Meister darf jetzt ruhen

Bürgermeister entlässt Sozialstaatsrat, weil dieser ein Untersuchungsausschussprotokoll zum Heim in der Feuerbergstraße angefordert hatte. Die Opposition will den Rauswurf von Justizsenator Kusch

von KAIJA KUTTER

Der Staatsrat der Sozialbehörde, Klaus Meister, erhielt gestern Mittag in seinem Urlaubsdomizil auf Gran Canaria einen unangenehmen Anruf von Bürgermeister Ole von Beust (CDU). Nachdem dieser den Bericht seines Sonderermittlers Axel Gedaschko zur Protokoll-Affäre des Parlamentarischen Untersuchungsausschusses (PUA) Feuerbergstraße gelesen hatte, hielt er die Entlassung des Verwaltungschefs mit SPD-Parteibuch für „unumgänglich“, so von Beust am Nachmittag im Rathaus.

Darüber hinaus sollen mindestens 19 Mitarbeiter verschiedener Behörden versetzt werden, für die der Bürgermeister auch „straf- und disziplinarrechtliche Maßnahmen“ nicht ausschloss. Dass sie über Monate unerlaubt interne Protokolle herummailten, sei „kein böser Wille, aber dennoch ein deutliches Ausbildungsdefizit“ dieser Mitarbeiter gewesen, so von Beust.

Wie berichtet hatten die Senatskanzlei wie auch die Sozial- und Justizbehörde von einer Sachbearbeiterin streng vertrauliche Protokolle von Zeugenaussagen vor dem PUA angefordert, der seit einem Dreivierteljahr die Missstände im Geschlossenen Heim Feuerbergstraße untersucht. Bei den teils erst im PUA aufgedeckten Rechtsverstößen geht es unter anderem um die illegale Verabreichung von Psychopharmaka, den Betrieb des Heims ohne gültige Erlaubnis oder die unzulässige Fesselung von Jugendlichen durch Mitarbeiter des privaten Wachdienstes Securitas.
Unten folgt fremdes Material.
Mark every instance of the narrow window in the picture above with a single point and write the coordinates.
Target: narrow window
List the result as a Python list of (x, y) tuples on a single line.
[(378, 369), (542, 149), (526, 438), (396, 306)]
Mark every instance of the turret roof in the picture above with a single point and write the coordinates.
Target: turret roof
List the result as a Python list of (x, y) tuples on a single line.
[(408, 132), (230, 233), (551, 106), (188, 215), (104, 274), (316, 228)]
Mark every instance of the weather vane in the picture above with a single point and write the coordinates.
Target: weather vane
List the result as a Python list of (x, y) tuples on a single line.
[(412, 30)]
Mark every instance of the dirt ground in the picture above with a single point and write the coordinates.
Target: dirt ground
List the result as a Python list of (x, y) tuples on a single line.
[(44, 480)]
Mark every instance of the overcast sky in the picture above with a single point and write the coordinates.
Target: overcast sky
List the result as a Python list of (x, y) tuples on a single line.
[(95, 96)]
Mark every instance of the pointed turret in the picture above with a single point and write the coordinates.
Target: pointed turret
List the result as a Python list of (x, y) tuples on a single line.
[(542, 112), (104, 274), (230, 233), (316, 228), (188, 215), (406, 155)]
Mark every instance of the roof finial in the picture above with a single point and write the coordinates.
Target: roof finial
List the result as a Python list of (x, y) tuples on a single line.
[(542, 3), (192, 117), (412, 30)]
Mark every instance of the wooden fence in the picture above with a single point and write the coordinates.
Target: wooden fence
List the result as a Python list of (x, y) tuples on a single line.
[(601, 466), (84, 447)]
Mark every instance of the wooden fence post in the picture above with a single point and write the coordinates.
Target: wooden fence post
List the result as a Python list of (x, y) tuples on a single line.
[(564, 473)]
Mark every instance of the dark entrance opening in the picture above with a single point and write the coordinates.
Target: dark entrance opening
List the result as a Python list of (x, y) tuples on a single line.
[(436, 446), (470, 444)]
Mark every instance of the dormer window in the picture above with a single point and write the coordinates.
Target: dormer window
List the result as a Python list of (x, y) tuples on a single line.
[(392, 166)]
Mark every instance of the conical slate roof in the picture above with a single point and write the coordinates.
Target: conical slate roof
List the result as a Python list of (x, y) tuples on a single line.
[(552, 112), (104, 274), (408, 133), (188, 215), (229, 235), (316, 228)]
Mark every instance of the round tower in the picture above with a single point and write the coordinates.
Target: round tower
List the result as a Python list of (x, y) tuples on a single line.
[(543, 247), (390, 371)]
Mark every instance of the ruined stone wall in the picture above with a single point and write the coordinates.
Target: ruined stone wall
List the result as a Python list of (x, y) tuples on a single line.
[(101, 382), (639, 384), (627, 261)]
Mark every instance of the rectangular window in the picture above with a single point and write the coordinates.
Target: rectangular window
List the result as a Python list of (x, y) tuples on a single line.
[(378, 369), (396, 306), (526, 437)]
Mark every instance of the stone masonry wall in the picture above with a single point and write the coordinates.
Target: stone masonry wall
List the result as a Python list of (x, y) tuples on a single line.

Die Opposition geht davon aus, dass sich die 14 bisher vernommenen Beamten mittels der Protokolle auf ihre Aussagen vorbereiteten und eine Aufklärung somit vereitelt wurde.

Wichtige Frage in fast allen Zeugenvernehmungen war, welche Rolle Meister innehatte, der seit Eröffnung des Heims im Februar 2003 direkter Dienstvorgesetzter des städtischer Heimträgers Landesbetrieb Erziehung (LEB) war. Im April 2003 hatte Meister für die Auswechslung des dortigen Geschäftsführers Wolfgang Lerche gesorgt, der den Einsatz eines privaten Wachdienstes ablehnte. Damals sagte Meister, es dürfe „keine Zimperlichkeiten“ geben, Erzieher sollten auch mal „zupacken“.

Sofort nach Bekanntwerden der Protokoll-Affäre beteuerte Meister am 5. März dieses Jahres, er habe die Zuleitung der Protokolle „weder veranlasst“ noch Einblick genommen. Gleiches gelte für seine Chefin, Sozialsenatorin Birgit Schnieber-Jastram (CDU).

Wie von Beust und Gedaschko gestern einräumten, entsprach dies nicht der Wahrheit. Zwar wurden Meister vor seiner Zeugenvernehmung am 19. September aus seinem Hause drei Protokolle angeboten, er habe diese aber nicht angenommen. Dafür habe er nach seiner Vernehmung beim Arbeitsstab des Ausschusses ein 50-Seiten-Dokument angefordert, das er nicht hätte haben dürfen.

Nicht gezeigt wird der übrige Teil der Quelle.